For our final project, we decided to devise an elegant solution to one of the problems that we face every single day: laying in bed and having to turn off the light after a long day of work. We wanted to reduce the physical amount of effort required to flick a light switch when laying in bed. For this reason, we built the Power Bar: a bluetooth-enabled solution to rotate a servo motor to turn off the lights for you, controlled by your phone. We also have support for a physical reset (by pushing a button), as well notifications from the light system to see if your lights are on.

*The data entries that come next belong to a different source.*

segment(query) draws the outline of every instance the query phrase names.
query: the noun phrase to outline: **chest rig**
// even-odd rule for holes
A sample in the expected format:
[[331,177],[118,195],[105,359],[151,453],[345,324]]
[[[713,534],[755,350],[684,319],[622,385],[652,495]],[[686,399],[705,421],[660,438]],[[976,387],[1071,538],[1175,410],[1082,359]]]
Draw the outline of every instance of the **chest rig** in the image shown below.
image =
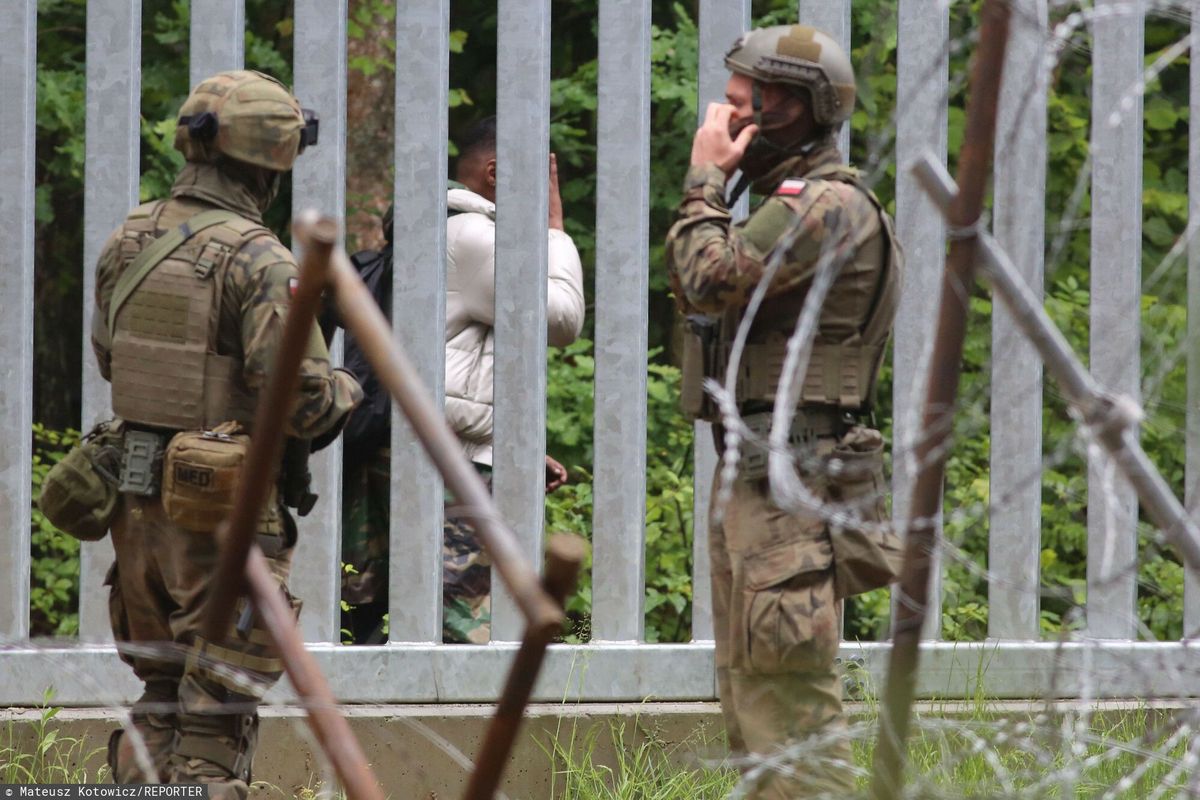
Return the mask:
[[256,398],[241,359],[218,352],[217,332],[226,272],[241,246],[267,231],[212,210],[155,238],[164,206],[142,206],[124,226],[125,267],[108,311],[113,411],[175,431],[230,421],[249,428]]
[[[871,304],[858,329],[841,341],[830,341],[824,331],[818,331],[804,375],[800,404],[851,412],[868,411],[900,299],[904,256],[891,218],[856,170],[829,164],[804,177],[839,181],[858,189],[870,201],[879,219],[882,253],[874,247],[860,247],[860,252],[853,256],[881,259]],[[755,316],[738,364],[734,392],[739,408],[745,410],[747,406],[766,407],[774,403],[787,357],[787,340],[794,332],[803,303],[803,292],[781,295],[763,303]],[[718,411],[703,391],[703,381],[704,378],[724,381],[733,339],[744,311],[744,308],[733,308],[717,317],[696,315],[688,318],[681,395],[684,412],[690,416],[717,420]]]

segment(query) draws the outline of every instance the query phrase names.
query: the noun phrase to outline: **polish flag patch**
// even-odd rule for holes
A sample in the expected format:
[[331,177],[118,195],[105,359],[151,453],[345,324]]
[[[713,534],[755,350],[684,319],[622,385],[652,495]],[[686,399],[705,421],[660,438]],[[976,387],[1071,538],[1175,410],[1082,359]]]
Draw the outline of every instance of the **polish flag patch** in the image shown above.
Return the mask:
[[295,297],[296,290],[299,288],[300,288],[300,279],[299,278],[288,278],[288,295],[289,296]]
[[788,178],[779,184],[779,188],[775,190],[775,194],[781,194],[784,197],[794,197],[803,192],[806,185],[804,181],[797,178]]

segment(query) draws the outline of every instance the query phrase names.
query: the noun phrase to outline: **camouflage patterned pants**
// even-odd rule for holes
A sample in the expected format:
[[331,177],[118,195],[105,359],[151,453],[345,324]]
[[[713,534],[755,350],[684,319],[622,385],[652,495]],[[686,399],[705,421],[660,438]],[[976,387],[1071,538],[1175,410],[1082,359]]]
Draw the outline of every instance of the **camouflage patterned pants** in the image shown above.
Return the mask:
[[442,641],[487,644],[492,633],[492,562],[470,522],[451,517],[442,527]]
[[[360,644],[381,643],[388,598],[390,452],[347,464],[342,478],[342,599],[352,608],[343,627]],[[476,464],[491,483],[491,469]],[[449,494],[442,527],[442,640],[486,644],[491,632],[491,561],[470,520]]]
[[[387,603],[391,451],[347,462],[342,472],[342,599],[351,605]],[[356,639],[357,641],[357,639]]]
[[[713,497],[717,496],[714,486]],[[794,800],[845,793],[849,742],[834,659],[840,613],[833,551],[819,518],[771,503],[766,481],[734,486],[709,528],[717,681],[737,755],[783,755],[748,795]]]
[[[492,485],[491,467],[476,464]],[[475,537],[470,519],[446,495],[442,526],[442,641],[487,644],[492,635],[492,561]]]
[[[290,518],[287,527],[294,531]],[[212,784],[212,797],[245,798],[258,732],[258,703],[283,665],[257,616],[239,602],[219,642],[200,635],[204,601],[216,569],[211,533],[171,523],[157,497],[126,496],[112,529],[116,561],[109,571],[109,617],[121,658],[146,684],[134,704],[143,760],[129,736],[110,742],[118,782]],[[274,539],[274,537],[272,537]],[[285,585],[294,535],[279,549],[263,541]],[[286,589],[285,589],[286,591]],[[290,599],[290,595],[289,595]],[[292,600],[299,612],[299,602]],[[146,774],[145,767],[157,775]]]

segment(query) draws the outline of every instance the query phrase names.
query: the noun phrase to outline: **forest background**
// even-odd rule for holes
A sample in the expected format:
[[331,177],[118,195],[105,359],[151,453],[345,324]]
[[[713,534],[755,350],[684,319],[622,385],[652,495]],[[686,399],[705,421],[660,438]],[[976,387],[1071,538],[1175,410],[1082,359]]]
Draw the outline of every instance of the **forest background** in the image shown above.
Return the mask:
[[[795,0],[755,0],[756,24],[795,19]],[[349,0],[347,214],[350,249],[378,246],[378,217],[392,194],[394,0]],[[585,265],[591,298],[595,247],[597,0],[553,0],[551,147],[557,152],[566,226]],[[1071,10],[1054,12],[1059,17]],[[647,431],[647,597],[649,641],[686,641],[691,626],[692,431],[678,411],[672,300],[662,240],[680,197],[696,120],[696,3],[654,0],[650,191],[650,360]],[[896,0],[853,3],[853,59],[859,103],[851,120],[851,161],[876,171],[877,192],[893,202],[896,164],[889,157],[896,97]],[[175,114],[188,92],[188,3],[145,0],[142,37],[142,199],[167,191],[181,164],[172,149]],[[969,31],[977,0],[951,4],[949,152],[963,135]],[[86,0],[39,0],[37,86],[37,241],[34,343],[34,492],[49,466],[78,439],[82,341],[83,158]],[[1056,21],[1052,19],[1052,22]],[[290,83],[292,9],[287,0],[246,1],[246,66]],[[453,133],[495,113],[496,4],[453,3],[450,37],[450,152]],[[1186,20],[1150,17],[1147,61],[1188,34]],[[1182,262],[1163,266],[1187,222],[1188,67],[1184,55],[1152,83],[1145,99],[1142,365],[1147,419],[1143,441],[1182,496],[1186,384],[1183,344],[1186,282]],[[1064,213],[1085,169],[1091,108],[1086,34],[1072,42],[1056,70],[1049,99],[1046,304],[1076,351],[1088,351],[1088,196],[1080,184],[1079,218]],[[414,113],[423,113],[414,111]],[[1084,176],[1086,178],[1086,176]],[[268,222],[286,228],[290,185]],[[402,246],[402,243],[401,245]],[[917,268],[917,265],[910,265]],[[589,302],[589,311],[591,304]],[[972,297],[959,437],[945,492],[945,538],[951,545],[943,584],[943,633],[982,639],[987,630],[989,295]],[[592,331],[548,365],[549,452],[568,465],[571,483],[547,500],[547,529],[589,535],[592,518]],[[88,356],[90,357],[90,356]],[[890,373],[879,394],[878,419],[890,429]],[[1061,396],[1048,382],[1043,472],[1042,598],[1044,633],[1077,625],[1085,601],[1086,469]],[[69,635],[78,617],[78,544],[32,510],[33,630]],[[1143,525],[1139,533],[1138,614],[1143,638],[1182,635],[1183,576],[1173,554]],[[588,636],[590,573],[570,608],[572,639]],[[856,598],[847,609],[849,638],[886,635],[886,590]]]

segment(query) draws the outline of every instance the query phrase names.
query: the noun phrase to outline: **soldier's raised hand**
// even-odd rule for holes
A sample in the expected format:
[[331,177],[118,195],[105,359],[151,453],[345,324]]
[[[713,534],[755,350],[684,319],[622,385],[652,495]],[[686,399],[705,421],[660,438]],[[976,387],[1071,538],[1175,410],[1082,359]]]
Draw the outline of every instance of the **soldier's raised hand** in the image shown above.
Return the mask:
[[750,140],[758,133],[757,125],[747,125],[737,138],[729,134],[729,121],[734,107],[728,103],[709,103],[704,124],[692,139],[692,166],[716,164],[726,175],[732,175],[741,163]]

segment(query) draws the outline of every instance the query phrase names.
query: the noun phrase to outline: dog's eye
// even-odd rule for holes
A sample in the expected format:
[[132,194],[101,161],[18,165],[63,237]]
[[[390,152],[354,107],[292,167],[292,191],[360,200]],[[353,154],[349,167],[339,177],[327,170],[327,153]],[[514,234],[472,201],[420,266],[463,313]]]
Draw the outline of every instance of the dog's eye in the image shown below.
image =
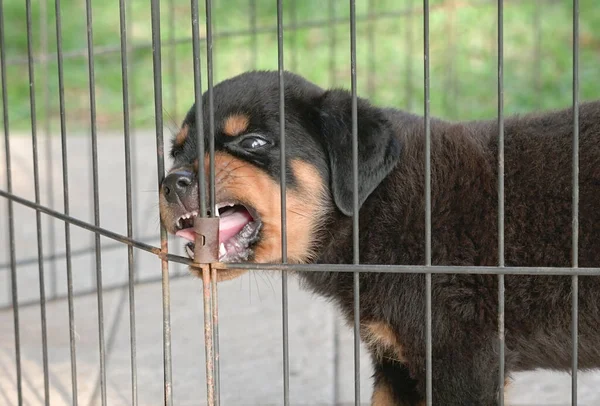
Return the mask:
[[267,145],[268,142],[259,137],[246,137],[240,141],[240,147],[244,149],[258,149]]

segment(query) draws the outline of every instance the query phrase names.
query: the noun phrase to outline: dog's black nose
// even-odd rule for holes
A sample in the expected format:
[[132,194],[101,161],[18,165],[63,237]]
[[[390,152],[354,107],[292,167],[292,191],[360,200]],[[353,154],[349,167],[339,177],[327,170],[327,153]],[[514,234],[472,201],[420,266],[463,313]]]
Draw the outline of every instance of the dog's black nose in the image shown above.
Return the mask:
[[192,189],[192,173],[177,171],[170,173],[162,182],[163,193],[169,203],[182,202]]

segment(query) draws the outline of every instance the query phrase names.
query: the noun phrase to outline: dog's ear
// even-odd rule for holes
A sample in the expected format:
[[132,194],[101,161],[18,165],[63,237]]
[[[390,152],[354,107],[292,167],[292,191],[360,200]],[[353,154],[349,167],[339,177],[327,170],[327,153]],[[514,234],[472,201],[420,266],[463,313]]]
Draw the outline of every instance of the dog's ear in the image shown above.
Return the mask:
[[[338,209],[352,215],[352,97],[345,90],[325,92],[319,103],[320,130],[329,155],[331,191]],[[358,205],[391,172],[400,158],[400,140],[384,113],[357,100]]]

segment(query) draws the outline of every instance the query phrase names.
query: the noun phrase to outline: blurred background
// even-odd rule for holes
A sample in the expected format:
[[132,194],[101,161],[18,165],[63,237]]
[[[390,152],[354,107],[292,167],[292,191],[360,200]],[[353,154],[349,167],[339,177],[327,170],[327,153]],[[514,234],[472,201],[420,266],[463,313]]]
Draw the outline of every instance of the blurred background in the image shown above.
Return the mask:
[[[206,90],[205,5],[200,1],[202,89]],[[62,0],[69,213],[94,222],[92,124],[98,137],[100,225],[127,233],[123,86],[119,2],[93,0],[94,77],[90,82],[86,6]],[[497,112],[497,2],[430,0],[431,114],[451,120],[494,119]],[[581,100],[600,97],[600,7],[580,0]],[[285,68],[322,87],[350,88],[347,1],[284,0]],[[32,2],[34,80],[27,72],[25,2],[3,0],[6,112],[12,171],[0,148],[0,189],[35,199],[32,129],[38,135],[40,202],[64,212],[55,2]],[[190,2],[160,2],[162,101],[165,141],[177,132],[194,100]],[[423,114],[423,5],[417,0],[359,0],[359,96],[379,105]],[[250,69],[277,69],[276,2],[213,0],[214,82]],[[131,119],[133,236],[158,246],[150,2],[126,1]],[[506,114],[567,108],[572,103],[572,1],[504,1],[504,108]],[[90,85],[95,89],[92,123]],[[35,110],[31,109],[30,89]],[[5,137],[7,136],[7,137]],[[167,162],[168,166],[168,162]],[[73,376],[81,404],[101,403],[99,334],[106,342],[108,404],[162,403],[162,291],[158,258],[135,250],[134,316],[130,317],[124,245],[14,205],[16,285],[9,263],[8,201],[0,199],[0,404],[17,403],[16,354],[21,358],[25,404],[72,404]],[[43,260],[38,261],[38,233]],[[75,348],[69,342],[67,243],[73,272]],[[181,242],[169,250],[182,253]],[[98,254],[98,256],[97,256]],[[98,266],[99,259],[100,266]],[[41,263],[41,265],[40,265]],[[101,285],[97,284],[100,274]],[[205,398],[202,284],[170,264],[175,404]],[[40,289],[43,276],[44,292]],[[221,400],[224,405],[282,403],[281,287],[277,273],[256,272],[219,286]],[[335,309],[290,279],[290,399],[297,405],[353,404],[352,331]],[[43,296],[42,296],[43,293]],[[42,298],[44,300],[40,300]],[[98,299],[103,312],[99,331]],[[18,303],[17,308],[13,303]],[[47,327],[41,324],[42,308]],[[15,324],[15,315],[19,321]],[[15,328],[16,327],[16,328]],[[133,327],[133,328],[132,328]],[[15,334],[17,330],[18,334]],[[136,338],[134,351],[131,334]],[[15,337],[18,340],[15,340]],[[43,348],[48,349],[44,374]],[[75,366],[75,370],[73,370]],[[370,397],[370,366],[361,362],[361,398]],[[132,378],[132,371],[135,372]],[[47,378],[45,379],[45,375]],[[570,377],[549,371],[516,375],[513,405],[567,405]],[[580,404],[600,404],[600,374],[580,374]]]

Differences between first demo day and final demo

Our project was isolated into two major components: bluetooth communication and physical interaction/actuators. Thus, for our first demo day we had a goal of implementing bluetooth connection made through an Android phone. We wired a circuit to check if we were receiving any bluetooth signal and then accordingly turning on or off an attached servo motor. We believed this served as our minimum viable product. For our final demo, we implemented a state saving system (stored in Arduino memory), restricted communication to a binary system (i.e. sending “1” or “0” via bluetooth), added a physical reset button and enabled two-way communication to enable notifications via a light sensor.

Descriptions of subsystems

There are 4 major subsystems for this project: light sensor, button, servo motor, bluetooth module.

The light sensor draws power from the 5 volt power source. There is a wire connecting the light sensor to an analog pin. Thus, we are able to read values from the light sensor over the analog pin. We found what values from the analog pin correspond to “no light” and a “lit room” and sent the messages “Light is on” or “Light is off” accordingly over the BTSerial connection.

The button trigger drew power from the 5 volt power source and was connected to a digital pin. The digital pin was then able to determine whether current was flowing through the button or not. If the button was pressed, the Arduino code handled the logic of what action to engage the servo in.

The servo motor drew power from the 5v ground and was also connected to a digital pin. When needed to rotate, the Arduino code would execute code such that the servo motor spun in a specified direction for a specified amount of time. Both direction and time are specified in the Arduino code.

The bluetooth module (from Bluefruit) was connected to RX/TX pins, 5 volt, ground, MISO, and MOSI. We were not too sure about what MISO and MOSI were. We used code from Bluefruit and the Bluefruit Android application to establish a connection between the Android phone and the bluetooth module connected to the Arduino.

Market viability

We believe that this project has applications to the real world as we are solving a problem that millions of people face every day. Our two keystone markets could include college students and hospitality facilities (e.g. hotels, restaurants). We believe that the real value in the system lies with within its unobtrusive nature: an over-the-switch solution. Although our prototype was encased in a granola bar box, a more attractive exterior would make our product more accessible and sleek. We also believe a more fluid interfacing app would be a big addition as many other products exist that have similar functionality; therefore, a key differentiator between our competitors would be the software experience.

Future improvements

This product could be improved with additional attachments to the servo motor, that would allow us to turn off the lights of other types of light switches. Currently, the servo motor pushes against the light until it reaches a certain state - a more complex system would be if it were able to replicate a flicking motion and stop after physical feedback (i.e. resistance). We also believe that the inclusion of wifi would enable users to control the lights even if they aren’t in the immediate vicinity of the light switch. Finally, we believe that a more elegant way to swap out batteries/power would be beneficial, for example a chamber to hold 9V batteries.